Now let's assume that \(\sigma\) is not a polynomial. We will present the proof that \(\Sigma^{\sigma}\) is dense in two steps. The first step is to establish the result assuming \(\sigma \in C^{\infty}(\Omega)\) (i.e., a smooth function). Then, the final step will be to show how to properly approximate a continuous \(\sigma\) by a smooth function. So lets assume that \(\sigma\) is smooth. Then of course \(\sigma( w^T x + b ) \in \Sigma^{\sigma}\) and indeed so is \[ \dfrac{\sigma(( w + he_i)^T x + b ) - \sigma( w^T x + b ) }{h}\in \Sigma^{\sigma} \] where \(e_i\) is the vector with all zeros except the \(i\)-th coordinate is \(1\). Hence, \[ x_i \sigma'( w^T x + b ) = \dfrac{\partial}{\partial w_i } \sigma( w^T x + b ) \in \overline{\Sigma^{\sigma}}.\] Here \(\overline{\Sigma^{\sigma}}\) denotes the closure of \(\Sigma^{\sigma}\). In general we can show that any monomial is in the \(\overline{\Sigma^{\sigma}}\). First lets see that by taking the partial derivatives of various orders we can get \[ x_1^{\alpha_1} x_{2}^{\alpha_2} ... x^{\alpha_d} \sigma^{(r)}( w^T x + b ) \in \overline{\Sigma^{\sigma}} \] where \(\alpha_1+\alpha_2+ ... + \alpha_d = r \). Now by virtue of the fact that \(\sigma\) is not a polynomial there must exist some \(b\) for which \(\sigma^{r}(b) \not= 0 \). Therefore the result follows by Weierstrass approximation theorem. Now lets see how we can prove the result when \(\sigma\) is continuous but not polynomial. I will defer the more mathematically inclined to the paper regarding a specific detail of the next step. We will assume that there is always a mollifier function \(\varphi \in C_0^{\infty}(\mathbb{R})\) (i.e. smooth with compact support) so that \[ \varphi * \sigma (t) = \int_{\mathbb{R}} \varphi(z-s) \sigma(s) ds \] is not a polynomial. This feels natural however the proof given in the paper utilizes the Baire category theorem which exceeds the scope of what I would like to discuss in this article. So let us choose some satisfactory \(\varphi \in C_0^{\infty}(\mathbb{R})\) and set \(\tilde{\sigma} := \varphi * \sigma\). Then indeed \(\tilde{\sigma} \in C^{\infty}(\Omega)\) so given \(f \in C(\Omega)\) we can find \(\tilde{h} \in \Sigma^{\tilde{\sigma}}\) satisfying \[ \|f - \tilde{h} \|_{\infty} \leq \epsilon/2 .\] Lets assume \(h\) has the form \[ \tilde{h}(x) = \sum_{i=1}^n a_i \tilde{\sigma} (w_i^T x + b_i) .\]

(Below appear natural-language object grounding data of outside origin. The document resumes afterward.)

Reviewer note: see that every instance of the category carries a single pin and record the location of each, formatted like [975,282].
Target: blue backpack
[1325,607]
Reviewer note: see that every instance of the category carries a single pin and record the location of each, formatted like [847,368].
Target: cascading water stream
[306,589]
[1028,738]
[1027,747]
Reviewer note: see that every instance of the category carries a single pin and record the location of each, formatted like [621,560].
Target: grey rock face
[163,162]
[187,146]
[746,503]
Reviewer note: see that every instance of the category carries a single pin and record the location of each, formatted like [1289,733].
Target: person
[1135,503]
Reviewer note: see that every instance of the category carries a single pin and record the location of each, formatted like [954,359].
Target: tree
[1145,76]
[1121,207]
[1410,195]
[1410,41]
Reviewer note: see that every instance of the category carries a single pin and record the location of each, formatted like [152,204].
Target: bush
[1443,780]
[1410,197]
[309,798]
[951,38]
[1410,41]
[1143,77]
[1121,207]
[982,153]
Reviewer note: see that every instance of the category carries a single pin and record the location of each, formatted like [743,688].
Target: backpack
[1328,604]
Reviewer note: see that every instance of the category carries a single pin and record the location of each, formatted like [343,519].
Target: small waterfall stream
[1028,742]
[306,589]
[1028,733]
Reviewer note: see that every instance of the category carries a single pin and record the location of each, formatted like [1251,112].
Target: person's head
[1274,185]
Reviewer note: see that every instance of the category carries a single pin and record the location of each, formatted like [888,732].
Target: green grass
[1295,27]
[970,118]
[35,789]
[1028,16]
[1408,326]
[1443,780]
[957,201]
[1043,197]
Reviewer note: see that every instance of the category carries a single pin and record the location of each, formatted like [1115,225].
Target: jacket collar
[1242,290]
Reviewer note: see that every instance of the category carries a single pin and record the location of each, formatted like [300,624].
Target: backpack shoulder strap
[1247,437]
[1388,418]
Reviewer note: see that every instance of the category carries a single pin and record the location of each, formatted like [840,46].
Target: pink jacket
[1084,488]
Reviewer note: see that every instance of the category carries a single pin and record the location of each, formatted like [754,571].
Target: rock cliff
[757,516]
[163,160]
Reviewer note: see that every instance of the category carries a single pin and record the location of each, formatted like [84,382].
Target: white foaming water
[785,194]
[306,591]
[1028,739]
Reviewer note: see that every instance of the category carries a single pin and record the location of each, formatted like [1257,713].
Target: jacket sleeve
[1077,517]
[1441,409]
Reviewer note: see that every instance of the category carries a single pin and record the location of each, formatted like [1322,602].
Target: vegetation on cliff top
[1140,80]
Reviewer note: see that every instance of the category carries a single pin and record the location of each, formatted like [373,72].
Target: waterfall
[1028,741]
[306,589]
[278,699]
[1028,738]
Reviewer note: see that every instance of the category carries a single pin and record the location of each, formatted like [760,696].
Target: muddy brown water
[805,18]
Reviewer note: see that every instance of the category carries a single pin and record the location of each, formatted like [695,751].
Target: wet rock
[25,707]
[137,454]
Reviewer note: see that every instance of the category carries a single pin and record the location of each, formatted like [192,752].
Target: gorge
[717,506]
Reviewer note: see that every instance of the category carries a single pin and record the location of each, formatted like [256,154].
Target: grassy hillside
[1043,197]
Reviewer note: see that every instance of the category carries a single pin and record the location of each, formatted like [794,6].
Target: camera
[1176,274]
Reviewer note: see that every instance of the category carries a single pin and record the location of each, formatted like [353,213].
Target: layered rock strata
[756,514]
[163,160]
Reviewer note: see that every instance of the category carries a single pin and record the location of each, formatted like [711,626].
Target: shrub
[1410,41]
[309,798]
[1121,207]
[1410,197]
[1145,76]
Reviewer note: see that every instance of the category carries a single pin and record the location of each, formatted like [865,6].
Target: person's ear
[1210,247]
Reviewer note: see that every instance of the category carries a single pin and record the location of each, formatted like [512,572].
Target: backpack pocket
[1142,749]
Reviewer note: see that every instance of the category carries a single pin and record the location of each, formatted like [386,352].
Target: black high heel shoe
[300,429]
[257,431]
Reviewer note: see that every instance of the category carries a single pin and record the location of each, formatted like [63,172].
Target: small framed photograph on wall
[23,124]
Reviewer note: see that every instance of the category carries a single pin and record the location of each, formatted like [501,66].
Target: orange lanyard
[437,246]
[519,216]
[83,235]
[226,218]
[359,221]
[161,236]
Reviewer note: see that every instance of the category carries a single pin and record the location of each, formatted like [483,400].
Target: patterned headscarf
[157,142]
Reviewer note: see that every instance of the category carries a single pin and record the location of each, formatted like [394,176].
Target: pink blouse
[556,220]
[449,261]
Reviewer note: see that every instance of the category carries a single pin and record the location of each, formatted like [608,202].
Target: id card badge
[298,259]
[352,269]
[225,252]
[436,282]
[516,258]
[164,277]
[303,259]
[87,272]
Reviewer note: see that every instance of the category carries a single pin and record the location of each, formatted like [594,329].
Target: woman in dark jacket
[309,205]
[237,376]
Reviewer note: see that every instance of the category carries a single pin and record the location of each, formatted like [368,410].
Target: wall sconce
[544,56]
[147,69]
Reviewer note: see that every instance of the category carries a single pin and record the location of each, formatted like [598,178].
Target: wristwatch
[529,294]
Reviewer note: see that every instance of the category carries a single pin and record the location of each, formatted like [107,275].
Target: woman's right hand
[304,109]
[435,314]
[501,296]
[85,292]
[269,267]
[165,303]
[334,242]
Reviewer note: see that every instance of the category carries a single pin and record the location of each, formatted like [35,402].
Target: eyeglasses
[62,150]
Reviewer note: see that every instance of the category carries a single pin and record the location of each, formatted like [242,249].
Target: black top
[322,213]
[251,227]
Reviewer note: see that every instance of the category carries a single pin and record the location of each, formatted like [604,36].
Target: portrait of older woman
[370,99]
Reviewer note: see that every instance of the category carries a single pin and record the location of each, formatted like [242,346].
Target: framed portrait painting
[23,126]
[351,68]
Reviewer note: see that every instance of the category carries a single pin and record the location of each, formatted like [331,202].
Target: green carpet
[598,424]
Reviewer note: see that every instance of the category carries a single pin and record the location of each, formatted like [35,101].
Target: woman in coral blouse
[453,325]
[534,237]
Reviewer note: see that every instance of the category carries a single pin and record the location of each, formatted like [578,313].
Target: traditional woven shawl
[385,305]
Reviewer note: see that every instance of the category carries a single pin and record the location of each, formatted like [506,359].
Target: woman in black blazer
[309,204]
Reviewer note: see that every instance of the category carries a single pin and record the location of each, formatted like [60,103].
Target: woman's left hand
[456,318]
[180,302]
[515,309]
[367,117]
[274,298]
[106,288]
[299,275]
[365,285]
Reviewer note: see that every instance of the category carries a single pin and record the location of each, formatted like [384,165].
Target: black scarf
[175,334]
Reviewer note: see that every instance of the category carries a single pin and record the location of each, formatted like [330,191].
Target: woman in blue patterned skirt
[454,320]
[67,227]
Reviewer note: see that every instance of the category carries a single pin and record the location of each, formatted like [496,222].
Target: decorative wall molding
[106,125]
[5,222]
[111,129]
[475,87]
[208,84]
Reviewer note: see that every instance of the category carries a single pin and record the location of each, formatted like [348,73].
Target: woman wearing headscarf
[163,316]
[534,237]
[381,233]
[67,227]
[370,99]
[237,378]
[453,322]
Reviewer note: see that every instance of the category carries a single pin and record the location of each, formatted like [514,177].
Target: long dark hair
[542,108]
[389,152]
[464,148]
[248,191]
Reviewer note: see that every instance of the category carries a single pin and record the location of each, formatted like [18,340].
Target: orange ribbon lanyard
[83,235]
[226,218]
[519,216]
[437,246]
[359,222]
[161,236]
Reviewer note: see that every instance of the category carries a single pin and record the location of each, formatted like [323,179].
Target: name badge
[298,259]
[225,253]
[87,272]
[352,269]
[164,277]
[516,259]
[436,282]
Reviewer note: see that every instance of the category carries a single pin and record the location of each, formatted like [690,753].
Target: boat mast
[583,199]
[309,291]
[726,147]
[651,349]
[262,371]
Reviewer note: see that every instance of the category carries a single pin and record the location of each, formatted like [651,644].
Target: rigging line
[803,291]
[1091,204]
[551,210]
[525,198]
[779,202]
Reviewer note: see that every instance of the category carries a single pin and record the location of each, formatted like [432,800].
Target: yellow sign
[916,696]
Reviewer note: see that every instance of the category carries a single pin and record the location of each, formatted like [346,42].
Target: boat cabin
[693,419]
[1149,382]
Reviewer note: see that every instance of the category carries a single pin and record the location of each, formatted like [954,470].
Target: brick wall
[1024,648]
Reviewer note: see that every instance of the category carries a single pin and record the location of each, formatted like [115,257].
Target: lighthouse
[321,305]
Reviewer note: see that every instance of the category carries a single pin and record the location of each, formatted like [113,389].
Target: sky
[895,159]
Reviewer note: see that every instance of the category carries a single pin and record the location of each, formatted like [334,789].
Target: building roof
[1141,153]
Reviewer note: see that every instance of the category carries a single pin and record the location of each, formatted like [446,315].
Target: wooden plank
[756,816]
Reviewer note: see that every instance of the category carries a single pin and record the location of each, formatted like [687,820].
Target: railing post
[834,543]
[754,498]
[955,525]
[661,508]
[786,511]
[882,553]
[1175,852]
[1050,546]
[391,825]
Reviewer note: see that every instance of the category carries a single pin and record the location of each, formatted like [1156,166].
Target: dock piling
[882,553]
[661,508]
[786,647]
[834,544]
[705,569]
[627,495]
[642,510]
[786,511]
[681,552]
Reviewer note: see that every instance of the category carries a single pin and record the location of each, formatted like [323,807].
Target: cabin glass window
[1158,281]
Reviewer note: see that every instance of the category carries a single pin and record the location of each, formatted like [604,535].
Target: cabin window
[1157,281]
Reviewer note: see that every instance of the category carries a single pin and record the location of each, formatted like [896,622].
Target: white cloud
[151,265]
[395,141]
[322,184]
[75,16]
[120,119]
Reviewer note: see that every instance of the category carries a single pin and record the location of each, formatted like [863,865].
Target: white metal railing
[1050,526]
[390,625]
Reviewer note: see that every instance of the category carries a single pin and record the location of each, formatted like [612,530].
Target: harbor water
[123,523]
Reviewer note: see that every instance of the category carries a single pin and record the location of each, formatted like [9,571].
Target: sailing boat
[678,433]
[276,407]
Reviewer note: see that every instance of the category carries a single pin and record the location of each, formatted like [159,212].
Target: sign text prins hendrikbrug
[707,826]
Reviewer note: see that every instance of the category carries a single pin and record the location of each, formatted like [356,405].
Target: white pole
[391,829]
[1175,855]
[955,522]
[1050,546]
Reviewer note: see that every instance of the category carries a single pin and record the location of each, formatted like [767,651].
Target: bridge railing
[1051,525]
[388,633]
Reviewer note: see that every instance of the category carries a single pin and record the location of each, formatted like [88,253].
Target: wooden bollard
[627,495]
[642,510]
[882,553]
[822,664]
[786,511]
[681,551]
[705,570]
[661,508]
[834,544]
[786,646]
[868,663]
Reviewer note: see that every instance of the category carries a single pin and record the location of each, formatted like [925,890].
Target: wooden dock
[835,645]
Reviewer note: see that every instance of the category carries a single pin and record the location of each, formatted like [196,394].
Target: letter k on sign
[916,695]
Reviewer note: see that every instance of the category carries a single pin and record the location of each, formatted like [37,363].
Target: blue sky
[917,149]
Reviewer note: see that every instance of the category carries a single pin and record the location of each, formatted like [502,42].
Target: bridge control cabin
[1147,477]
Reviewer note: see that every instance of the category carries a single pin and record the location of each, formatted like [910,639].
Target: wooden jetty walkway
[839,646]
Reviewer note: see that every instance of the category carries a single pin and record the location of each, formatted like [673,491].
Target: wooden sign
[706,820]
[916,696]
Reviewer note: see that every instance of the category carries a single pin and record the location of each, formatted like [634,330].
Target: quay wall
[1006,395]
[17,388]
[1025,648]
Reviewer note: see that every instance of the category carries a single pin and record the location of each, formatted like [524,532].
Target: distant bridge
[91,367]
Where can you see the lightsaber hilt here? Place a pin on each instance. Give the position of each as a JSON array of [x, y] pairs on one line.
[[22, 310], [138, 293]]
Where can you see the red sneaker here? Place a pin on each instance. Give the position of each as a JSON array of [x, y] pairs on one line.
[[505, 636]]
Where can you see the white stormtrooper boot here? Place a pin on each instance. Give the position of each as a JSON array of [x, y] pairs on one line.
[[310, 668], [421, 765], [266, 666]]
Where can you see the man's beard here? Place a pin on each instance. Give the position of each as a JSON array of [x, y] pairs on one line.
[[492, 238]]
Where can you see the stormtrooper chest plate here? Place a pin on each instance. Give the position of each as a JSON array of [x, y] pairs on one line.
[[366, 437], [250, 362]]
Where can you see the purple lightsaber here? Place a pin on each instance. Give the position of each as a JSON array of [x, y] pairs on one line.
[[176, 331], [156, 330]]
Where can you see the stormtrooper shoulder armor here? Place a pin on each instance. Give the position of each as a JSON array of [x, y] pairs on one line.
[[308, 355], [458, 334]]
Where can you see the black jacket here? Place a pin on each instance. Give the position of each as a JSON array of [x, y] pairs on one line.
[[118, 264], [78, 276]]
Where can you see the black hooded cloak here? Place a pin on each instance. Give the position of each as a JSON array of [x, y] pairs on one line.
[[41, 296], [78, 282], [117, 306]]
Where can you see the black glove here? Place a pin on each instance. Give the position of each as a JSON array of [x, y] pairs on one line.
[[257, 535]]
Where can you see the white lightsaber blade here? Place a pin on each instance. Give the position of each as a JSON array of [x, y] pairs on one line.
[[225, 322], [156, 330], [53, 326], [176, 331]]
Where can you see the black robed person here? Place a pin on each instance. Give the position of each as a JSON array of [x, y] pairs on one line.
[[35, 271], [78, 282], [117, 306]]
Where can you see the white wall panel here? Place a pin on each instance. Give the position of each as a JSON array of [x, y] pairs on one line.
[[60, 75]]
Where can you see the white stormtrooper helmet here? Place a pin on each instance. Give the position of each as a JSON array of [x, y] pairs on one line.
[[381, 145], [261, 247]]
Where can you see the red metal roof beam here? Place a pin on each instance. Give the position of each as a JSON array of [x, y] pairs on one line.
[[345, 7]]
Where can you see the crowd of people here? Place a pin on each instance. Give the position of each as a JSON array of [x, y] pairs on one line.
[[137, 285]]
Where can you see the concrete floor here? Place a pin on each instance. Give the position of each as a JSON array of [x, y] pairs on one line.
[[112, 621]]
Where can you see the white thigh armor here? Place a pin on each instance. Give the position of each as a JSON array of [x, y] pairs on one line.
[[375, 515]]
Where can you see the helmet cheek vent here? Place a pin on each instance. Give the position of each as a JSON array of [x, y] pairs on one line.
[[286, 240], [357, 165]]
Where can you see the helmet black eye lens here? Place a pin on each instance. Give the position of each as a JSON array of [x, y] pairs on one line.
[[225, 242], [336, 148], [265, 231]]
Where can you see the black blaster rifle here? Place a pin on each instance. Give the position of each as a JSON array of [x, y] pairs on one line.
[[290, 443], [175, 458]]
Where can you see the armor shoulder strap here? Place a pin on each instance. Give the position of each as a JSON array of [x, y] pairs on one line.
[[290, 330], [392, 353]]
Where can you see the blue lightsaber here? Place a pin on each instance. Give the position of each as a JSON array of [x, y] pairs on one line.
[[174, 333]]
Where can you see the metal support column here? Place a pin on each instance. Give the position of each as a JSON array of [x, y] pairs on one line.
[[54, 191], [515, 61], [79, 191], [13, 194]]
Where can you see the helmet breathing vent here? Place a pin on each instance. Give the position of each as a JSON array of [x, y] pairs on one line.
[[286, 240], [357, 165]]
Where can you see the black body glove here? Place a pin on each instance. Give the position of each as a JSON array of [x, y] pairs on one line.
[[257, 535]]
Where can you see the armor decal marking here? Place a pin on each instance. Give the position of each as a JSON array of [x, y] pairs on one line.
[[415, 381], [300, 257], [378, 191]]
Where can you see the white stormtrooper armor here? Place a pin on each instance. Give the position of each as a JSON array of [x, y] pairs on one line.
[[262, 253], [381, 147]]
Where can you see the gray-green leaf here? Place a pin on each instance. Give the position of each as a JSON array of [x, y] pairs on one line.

Then we approximate using a Riemann integral
\[ \tilde{\sigma} (w_i^T x + b_i) = \int_{\mathbb{R}} \varphi(y) \sigma(w_i^T x + b_i -y) dy \]
\[ = \sum_{j=1}^m \Delta y_j \varphi(y_j) \sigma( w_i^T x + b_i - y_j ) + E_m(x) .\]
where \(E_m := \max_{x \in \Omega} E_m(x)\) represents an error term which vanishes as \(m \rightarrow \infty\). Perhaps the most important thing to notice here is that \(\sum_{j=1}^m \Delta y_j \varphi(y_j) \sigma( w_i^T x + b_i - y_j )\) represents a shallow neural network in \(\Sigma^{\sigma}\). Given this we can see that we can construct a neural network \(h\in \Sigma^{\sigma}\) defined as
\[ h(x) = \sum_{i=1}^n \sum_{j=1}^m a_i \Delta y_j \varphi(y_j) \sigma( w_i^T x + b_i - y_j ) . \]
\[ \| h - \tilde{h} \|_{\infty} \leq \sum_{i=1}^n a_i \left | \sum_{j=1}^m \Delta y_j \varphi(y_j) \sigma( w_i^T x + b_i - y_j ) - \tilde{\sigma} (w_i^T x + b) \right | \] \[ \leq \left ( \sum_{i=1}^n a_n \right ) E_m \] Therefore we choose \(m\) so that \[ E_m \leq \dfrac{\epsilon}{2 \sum_{i=1}^n a_n } \] which all but gives the result. Indeed, \[ \| f - h \|_{\infty} \leq \| f - h \|_{\infty} + \|h - \tilde{h} \|_{\infty} \] \[ \leq \dfrac{\epsilon}{2} + \dfrac{\epsilon}{2} = \epsilon. \]